On Sun, Nov 25, 2012 at 1:59 PM, Jim Manico <jim.manico at owasp.org> wrote:

>  Are we voting on Monday, or on Dev 10th?
>
> https://www.owasp.org/index.php/Dec_10,_2012
>
> - Jim
>
>
>  Request for feedback sent to leaders list.
>
> Board,
> Please review the feedback and be ready to vote on this on Monday.
>
>
>
> -Michael
>
>
> --
> Michael Coates | OWASP | @_mwcmichael-coates.blogspot.com
>
>
>
> On Tue, Nov 20, 2012 at 12:37 AM, Eoin Keary <eoinkeary at gmail.com> <eoinkeary at gmail.com> wrote:
>
>
>  As mentioned a few weeks back, send to leaders for comment.
> They are leaders and deserve input.
>
>
> Eoin Keary
> Owasp Global Board+353 87 977 2988
>
>
> On 20 Nov 2012, at 03:07, Tom Brennan <tomb at owasp.org> <tomb at owasp.org> wrote:
>
> This needs to go for comment to 200+ chapters. Especially chapters that
> would be leveraged for international locations around the world for AppSec
> events. Since the recent announcement neutering committees the only active
> volunteers are the chapters that need to have a clear understanding of this
> shift.
>
> As a chapter leader we will see this year how appsec2013 works out now
> that we have a employee based primary team with local volunteer support.
>
> The first call it upcoming
>
> If anyone else wants to roll up sleeves the action/planning calls are
> ongoing see; http://www.meetup.com/OWASP-NYC/events/86936002/
>
> I prefer a flat % 75/25 after expenditures and no caps - chapters earning
> should have simple split not complex that does not translate well or allow
> the system to be gamed rather quickly.
>
> As far as our chapter is concerned we need to generate 25k from appsecUSA
> or its not worth the effort.
>
> Tom Brennan973-202-0122
>
>
> On Nov 19, 2012, at 9:45 PM, Michael Coates <michael.coates at owasp.org> <michael.coates at owasp.org>
> wrote:
>
> Board,
>
> Any other thoughts on the proposed model?  The feedback is all positive
> with a few wording clarifications.  The bigger picture issue that Sarah has
> mentioned is also a good item to consider.
>
> Regarding the profit sharing proposal, I don't see any major concerns
> either.  This item will be up for vote during our next meeting.

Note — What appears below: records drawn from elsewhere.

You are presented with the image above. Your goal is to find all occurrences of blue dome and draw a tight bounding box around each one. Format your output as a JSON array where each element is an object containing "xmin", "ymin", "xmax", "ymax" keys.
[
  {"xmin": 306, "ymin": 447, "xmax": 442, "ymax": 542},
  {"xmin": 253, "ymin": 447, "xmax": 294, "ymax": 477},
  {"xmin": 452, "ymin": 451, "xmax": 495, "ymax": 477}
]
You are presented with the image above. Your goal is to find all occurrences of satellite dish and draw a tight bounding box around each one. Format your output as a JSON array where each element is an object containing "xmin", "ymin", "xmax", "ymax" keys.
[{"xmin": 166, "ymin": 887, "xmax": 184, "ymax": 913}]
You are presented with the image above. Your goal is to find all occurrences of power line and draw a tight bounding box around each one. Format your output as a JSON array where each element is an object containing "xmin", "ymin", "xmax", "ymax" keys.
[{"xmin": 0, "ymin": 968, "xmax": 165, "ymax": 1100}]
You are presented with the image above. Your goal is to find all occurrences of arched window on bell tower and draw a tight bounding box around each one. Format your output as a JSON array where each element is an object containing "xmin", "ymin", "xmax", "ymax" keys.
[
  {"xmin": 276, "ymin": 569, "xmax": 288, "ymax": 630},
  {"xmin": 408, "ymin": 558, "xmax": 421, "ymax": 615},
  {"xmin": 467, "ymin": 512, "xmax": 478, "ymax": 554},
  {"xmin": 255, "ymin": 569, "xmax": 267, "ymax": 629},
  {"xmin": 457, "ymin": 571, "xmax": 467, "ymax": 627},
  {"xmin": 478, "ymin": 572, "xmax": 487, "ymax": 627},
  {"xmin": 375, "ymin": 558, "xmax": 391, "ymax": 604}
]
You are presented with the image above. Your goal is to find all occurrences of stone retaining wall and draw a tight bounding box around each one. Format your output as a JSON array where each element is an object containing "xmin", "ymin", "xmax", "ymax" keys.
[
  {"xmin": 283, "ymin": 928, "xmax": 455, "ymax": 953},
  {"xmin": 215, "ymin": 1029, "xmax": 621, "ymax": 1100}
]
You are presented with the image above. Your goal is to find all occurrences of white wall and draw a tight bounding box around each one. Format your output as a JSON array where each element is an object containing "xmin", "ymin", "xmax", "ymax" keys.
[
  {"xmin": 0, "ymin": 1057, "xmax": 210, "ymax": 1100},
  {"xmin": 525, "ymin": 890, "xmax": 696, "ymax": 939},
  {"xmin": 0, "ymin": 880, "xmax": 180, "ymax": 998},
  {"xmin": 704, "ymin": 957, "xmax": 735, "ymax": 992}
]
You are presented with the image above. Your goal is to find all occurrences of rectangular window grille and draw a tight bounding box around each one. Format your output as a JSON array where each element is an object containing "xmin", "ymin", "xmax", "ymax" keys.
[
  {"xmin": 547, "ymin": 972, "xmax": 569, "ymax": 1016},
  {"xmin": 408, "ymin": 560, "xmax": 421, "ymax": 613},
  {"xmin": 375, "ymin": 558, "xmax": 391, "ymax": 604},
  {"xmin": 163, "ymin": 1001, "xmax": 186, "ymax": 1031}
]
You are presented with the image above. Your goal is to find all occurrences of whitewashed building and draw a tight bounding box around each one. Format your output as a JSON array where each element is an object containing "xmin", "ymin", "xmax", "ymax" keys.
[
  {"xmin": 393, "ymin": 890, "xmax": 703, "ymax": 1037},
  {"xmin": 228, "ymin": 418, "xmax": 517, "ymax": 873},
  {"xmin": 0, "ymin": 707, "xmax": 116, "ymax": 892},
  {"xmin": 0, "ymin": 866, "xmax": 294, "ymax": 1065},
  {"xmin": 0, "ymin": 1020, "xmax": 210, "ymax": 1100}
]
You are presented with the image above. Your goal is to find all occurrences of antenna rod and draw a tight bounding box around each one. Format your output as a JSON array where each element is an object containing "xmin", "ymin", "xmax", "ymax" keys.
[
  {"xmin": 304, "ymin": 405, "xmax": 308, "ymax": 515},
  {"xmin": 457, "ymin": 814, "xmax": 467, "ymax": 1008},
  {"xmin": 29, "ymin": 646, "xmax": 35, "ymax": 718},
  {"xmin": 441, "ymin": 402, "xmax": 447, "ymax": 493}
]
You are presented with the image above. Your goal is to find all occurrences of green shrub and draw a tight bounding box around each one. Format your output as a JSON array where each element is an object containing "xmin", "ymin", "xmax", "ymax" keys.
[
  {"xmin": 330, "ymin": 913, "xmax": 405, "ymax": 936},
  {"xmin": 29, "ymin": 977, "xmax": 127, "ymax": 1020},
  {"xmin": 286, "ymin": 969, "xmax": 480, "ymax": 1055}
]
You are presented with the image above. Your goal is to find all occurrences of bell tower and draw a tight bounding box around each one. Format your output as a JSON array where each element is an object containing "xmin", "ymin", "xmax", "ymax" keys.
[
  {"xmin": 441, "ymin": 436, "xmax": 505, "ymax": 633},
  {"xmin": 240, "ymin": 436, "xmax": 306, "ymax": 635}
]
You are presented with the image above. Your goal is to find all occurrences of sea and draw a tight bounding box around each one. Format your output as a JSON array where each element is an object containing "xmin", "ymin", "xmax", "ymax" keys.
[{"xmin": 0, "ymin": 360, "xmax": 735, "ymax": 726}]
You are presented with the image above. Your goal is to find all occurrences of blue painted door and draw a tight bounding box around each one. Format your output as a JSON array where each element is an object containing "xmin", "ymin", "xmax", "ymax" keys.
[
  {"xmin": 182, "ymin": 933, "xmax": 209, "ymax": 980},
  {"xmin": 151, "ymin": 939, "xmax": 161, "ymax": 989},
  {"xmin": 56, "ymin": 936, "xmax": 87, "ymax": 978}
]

Please make
> sure to familiarize yourself with the details.  I'd like to get any
> concerns out for discussion now so we can dig into these ideas before the
> next board meeting.
>
>
>
> Sarah - thanks for the financial analysis and thoughts. Very helpful.
>
>
>
>
> --
> Michael Coates | OWASP | @_mwcmichael-coates.blogspot.com
>
>
>
> On Wed, Nov 14, 2012 at 10:09 AM, Sarah Baso <sarah.baso at owasp.org> <sarah.baso at owasp.org> wrote:
>
>
>  Board Members -
>
> My thoughts on the new proposed policy and long term success of the
> Foundation and Global AppSec "brand":
>
> *Overall - I think the new policy is ok, as currently drafted*.
>
>    - I would recommend a modification similar to what Josh and Dave
>    discussed in their comments.  *"2.  All other events not classified
>    as one of the Global AppSec Events will realize a 10/90 revenue split
>    (Foundation/chapter) up to $5,000 USD.  Any profits above the $5K will
>    recognize the standard 60/40 split. (Foundation/Chapter)." *
>
> * * *For larger chapters that want to run a local or regional event on a
> yearly basis, we should have an avenue for them to recognize a larger
> profit. Also, they are doing all (or  *
> * most of) the work then they should be able to get most of the profits.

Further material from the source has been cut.